To determine if the exogenous hyaluronan addition could restore the pericellular matrix lost with 4MU treatment, we once again utilized the pericellular erythrocyte exclusion assay (Fig. 7E). We found that the addition of hyaluronan by itself did not restore the pericellular matrix. Previous studies have demonstrated that recapitulation of a pericellular matrix requires both a hyaluronan-binding proteoglycan, such as aggrecan or versican, in conjunction with hyaluronan (38). Therefore, we examined the addition of hyaluronan to C2C12 cells transfected with either a control (GFP) or versican (V1 variant) construct following 4MU inhibition of hyaluronan synthesis. C2C12 myoblasts were transfected with either the versican construct or a GFP reporter control construct and allowed to grow for 3 days, after which time they were incubated with 0.25 mg/ml hyaluronan in growth medium or control growth medium for 24 h with or without 1 mm 4MU. Individually, hyaluronan and versican did not restore the pericellular matrix; however, when combined, large pericellular matrices could be seen even in cells that were treated with 4MU.

Restoration of the pericellular matrix in this fashion, however, did not restore differentiation in 4MU-treated cells, as measured by creatine kinase activity, to levels similar to that without 4MU treatment (Fig. 7D). In this experiment, C2C12 myoblasts were transfected with either the versican construct or a GFP reporter control construct and allowed to grow for 3 days, after which time they were incubated with 0.25 mg/ml hyaluronan in growth medium or control growth medium for 24 h with or without 1 mm 4MU; following this, they were then induced to differentiate for 24 h with differentiation medium either with or without hyaluronan and 4MU. No appreciable myotube formation could be seen in 4MU-treated cultures that also received hyaluronan and versican treatments. This suggested that although hyaluronan is essential to myogenic differentiation, it is not the hyaluronan- and proteoglycan-dependent pericellular matrix that is necessary to allow myoblast differentiation and fusion.

DISCUSSION

Hyaluronan and Has genes have been studied extensively biochemically and in certain contexts, such as the embryo, developing heart, metastases, and adult articular cartilage, yet few studies have focused specifically on hyaluronan and synthase gene functions in skeletal muscle, a tissue rich in hyaluronan. Recent reports have indicated almost ubiquitous expression of all three HAS enzymes on myoblasts (M-cadherin⁺) and fibroblasts (FSP1⁺) as well as synthase-dependent expression in other cell types, such as endothelial (CD31⁺) and monocytic (F4/80⁺) cells, in the context of compensatory skeletal muscle hypertrophy (25). We present herein the first findings that describe changes in Has gene expression in skeletal muscle during differentiation, development, and skeletal muscle remodeling in response to notexin-induced injury and dystrophic pathology. We discovered gene expression profiles of Has1 and Has3, which temporally associated with muscle necrosis and inflammation, and we established a clear link between Has2 and myogenic differentiation in vivo and in vitro. Importantly, we demonstrate for the first time that hyaluronan synthesis is essential for myogenic differentiation and that Has2 mediates myogenic differentiation, muscle cell hyaluronan synthesis, and maintenance of a pericellular matrix around myoblasts.

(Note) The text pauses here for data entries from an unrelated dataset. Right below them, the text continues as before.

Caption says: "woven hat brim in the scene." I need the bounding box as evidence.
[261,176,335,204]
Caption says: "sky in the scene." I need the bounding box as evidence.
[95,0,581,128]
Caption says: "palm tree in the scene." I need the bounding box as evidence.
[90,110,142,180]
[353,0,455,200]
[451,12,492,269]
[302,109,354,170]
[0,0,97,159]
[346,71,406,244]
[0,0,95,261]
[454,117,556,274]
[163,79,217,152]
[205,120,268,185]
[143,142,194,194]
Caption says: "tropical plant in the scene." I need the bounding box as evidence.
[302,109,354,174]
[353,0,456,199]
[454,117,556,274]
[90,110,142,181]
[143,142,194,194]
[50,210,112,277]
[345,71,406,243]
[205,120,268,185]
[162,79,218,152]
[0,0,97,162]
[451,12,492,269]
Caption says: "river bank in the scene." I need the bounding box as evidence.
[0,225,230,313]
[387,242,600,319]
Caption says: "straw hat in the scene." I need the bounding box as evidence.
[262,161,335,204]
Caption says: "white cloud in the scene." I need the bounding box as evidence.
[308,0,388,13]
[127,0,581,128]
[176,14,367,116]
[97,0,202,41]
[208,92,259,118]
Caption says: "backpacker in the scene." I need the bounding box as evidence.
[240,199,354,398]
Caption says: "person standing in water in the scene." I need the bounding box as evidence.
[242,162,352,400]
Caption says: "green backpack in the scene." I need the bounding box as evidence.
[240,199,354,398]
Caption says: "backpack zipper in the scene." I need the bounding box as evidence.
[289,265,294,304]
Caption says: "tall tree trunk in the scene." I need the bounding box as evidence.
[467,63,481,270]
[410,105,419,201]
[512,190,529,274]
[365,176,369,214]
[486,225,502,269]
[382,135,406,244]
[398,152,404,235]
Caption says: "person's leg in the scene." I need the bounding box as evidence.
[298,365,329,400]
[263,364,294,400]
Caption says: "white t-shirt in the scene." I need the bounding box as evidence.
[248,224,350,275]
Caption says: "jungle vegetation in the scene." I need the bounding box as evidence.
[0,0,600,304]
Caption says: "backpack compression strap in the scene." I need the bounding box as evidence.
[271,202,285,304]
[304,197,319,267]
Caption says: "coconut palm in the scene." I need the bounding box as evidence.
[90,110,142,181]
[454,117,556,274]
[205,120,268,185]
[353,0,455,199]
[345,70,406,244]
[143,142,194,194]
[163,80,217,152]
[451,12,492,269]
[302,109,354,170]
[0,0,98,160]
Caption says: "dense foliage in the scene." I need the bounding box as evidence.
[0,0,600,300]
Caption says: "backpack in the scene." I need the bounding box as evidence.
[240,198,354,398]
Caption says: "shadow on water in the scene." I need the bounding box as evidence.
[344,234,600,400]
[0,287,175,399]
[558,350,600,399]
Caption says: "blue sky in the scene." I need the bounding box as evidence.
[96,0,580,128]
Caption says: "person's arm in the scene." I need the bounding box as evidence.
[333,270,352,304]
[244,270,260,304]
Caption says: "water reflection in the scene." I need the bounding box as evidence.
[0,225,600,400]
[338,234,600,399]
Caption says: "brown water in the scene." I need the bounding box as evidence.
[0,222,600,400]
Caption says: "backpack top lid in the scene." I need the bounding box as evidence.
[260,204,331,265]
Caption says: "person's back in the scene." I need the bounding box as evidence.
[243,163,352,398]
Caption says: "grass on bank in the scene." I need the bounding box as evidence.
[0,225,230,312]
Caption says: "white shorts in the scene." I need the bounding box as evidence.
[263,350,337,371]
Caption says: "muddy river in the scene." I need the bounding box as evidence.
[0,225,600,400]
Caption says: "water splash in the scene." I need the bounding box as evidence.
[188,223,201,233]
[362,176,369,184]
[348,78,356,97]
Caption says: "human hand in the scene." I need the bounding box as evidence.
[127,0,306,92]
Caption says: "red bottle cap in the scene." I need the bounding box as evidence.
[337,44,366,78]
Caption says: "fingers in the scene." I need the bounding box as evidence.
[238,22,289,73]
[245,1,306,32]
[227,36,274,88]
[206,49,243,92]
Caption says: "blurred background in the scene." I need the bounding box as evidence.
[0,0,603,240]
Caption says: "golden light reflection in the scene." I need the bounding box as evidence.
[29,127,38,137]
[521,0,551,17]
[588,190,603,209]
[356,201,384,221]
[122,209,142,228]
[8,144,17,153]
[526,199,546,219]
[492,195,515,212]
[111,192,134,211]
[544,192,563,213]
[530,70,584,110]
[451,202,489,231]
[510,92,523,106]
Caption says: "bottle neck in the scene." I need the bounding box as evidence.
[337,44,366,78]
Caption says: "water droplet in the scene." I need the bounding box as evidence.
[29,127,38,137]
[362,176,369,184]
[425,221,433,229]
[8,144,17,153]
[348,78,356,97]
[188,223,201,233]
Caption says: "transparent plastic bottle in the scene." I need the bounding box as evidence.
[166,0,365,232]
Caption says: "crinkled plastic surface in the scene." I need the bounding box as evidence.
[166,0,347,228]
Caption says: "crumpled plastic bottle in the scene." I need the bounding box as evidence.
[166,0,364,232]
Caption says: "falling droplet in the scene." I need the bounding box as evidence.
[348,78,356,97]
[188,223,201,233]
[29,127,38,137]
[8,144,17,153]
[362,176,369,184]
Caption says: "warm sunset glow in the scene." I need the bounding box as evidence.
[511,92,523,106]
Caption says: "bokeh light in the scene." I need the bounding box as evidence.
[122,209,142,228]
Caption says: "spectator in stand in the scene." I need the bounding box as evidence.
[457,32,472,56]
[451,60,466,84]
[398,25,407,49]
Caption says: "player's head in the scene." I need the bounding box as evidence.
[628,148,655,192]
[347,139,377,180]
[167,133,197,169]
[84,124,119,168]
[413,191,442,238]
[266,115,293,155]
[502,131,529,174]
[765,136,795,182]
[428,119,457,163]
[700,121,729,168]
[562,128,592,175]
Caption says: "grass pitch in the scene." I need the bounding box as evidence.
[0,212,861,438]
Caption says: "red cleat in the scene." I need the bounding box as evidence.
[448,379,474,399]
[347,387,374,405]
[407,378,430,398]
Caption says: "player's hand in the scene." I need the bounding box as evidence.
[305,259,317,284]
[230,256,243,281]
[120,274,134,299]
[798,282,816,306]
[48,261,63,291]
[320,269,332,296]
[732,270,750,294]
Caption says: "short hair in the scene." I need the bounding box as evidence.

Has1 and Has3 Expression Is Correlated with Inflammation

The pattern of Has1 expression in vivo and in vitro was not in keeping with a role for Has1 in myogenesis. Has1 expression in injured muscle did, however, coincide well with the acute inflammatory response induced by notexin that we have described previously (39); moreover, Has1 expression was significantly up-regulated in mdx compared with wild type diaphragms at 3 weeks of age, which is typically considered the time of onset of pathology, when necrosis and inflammation first become visible histologically. These observations strongly suggest that Has1 may be involved in the initial inflammatory response to necrosis in skeletal muscle.

As for Has1, changes in Has3 transcript expression were not particularly indicative of a role in myogenesis. Has3 expression was not altered during C2C12 myoblast differentiation or by pathology in the mdx diaphragm; however, there was an increase in expression neonatally compared with embryonic and postnatal time points. Most striking, however, was the similarity in expression patterns between Has3 and Has1 following notexin injection. Both genes showed a very similar trend with a peak at 1 day after notexin injection associated with the acute inflammatory response.

It was therefore very interesting to observe a large accumulation of hyaluronan in necrotic fibers being invaded by inflammatory cells not long after injection of notexin. This strongly suggests that hyaluronan could have a role in phagocytosis of necrotic myofibers by leukocytes and could promote the migration and adhesion of leukocytes to necrotic fibers. Numerous studies have suggested that hyaluronan is linked with inflammation, including the ability of small hyaluronan fragments to induce chemokine expression (40). Studies by Calve et al. (25) have indicated that hyaluronan synthesis was increased in a model of compensatory skeletal muscle hypertrophy induced by tenectomy. Indeed Calve et al. (25) demonstrated increased hyaluronan synthase gene expression associated with inflammation and expression of Has1, Has2, and Has3 co-localized with non-resident inflammatory macrophages. In addition, very recent studies have indicated that overexpression of Has1 promotes dermal regeneration by decreasing the number of inflammatory cells in the healing excision wound (41). Combined with our studies presented herein, these findings suggest that hyaluronan synthases may regulate inflammation associated with remodeling in skeletal muscle.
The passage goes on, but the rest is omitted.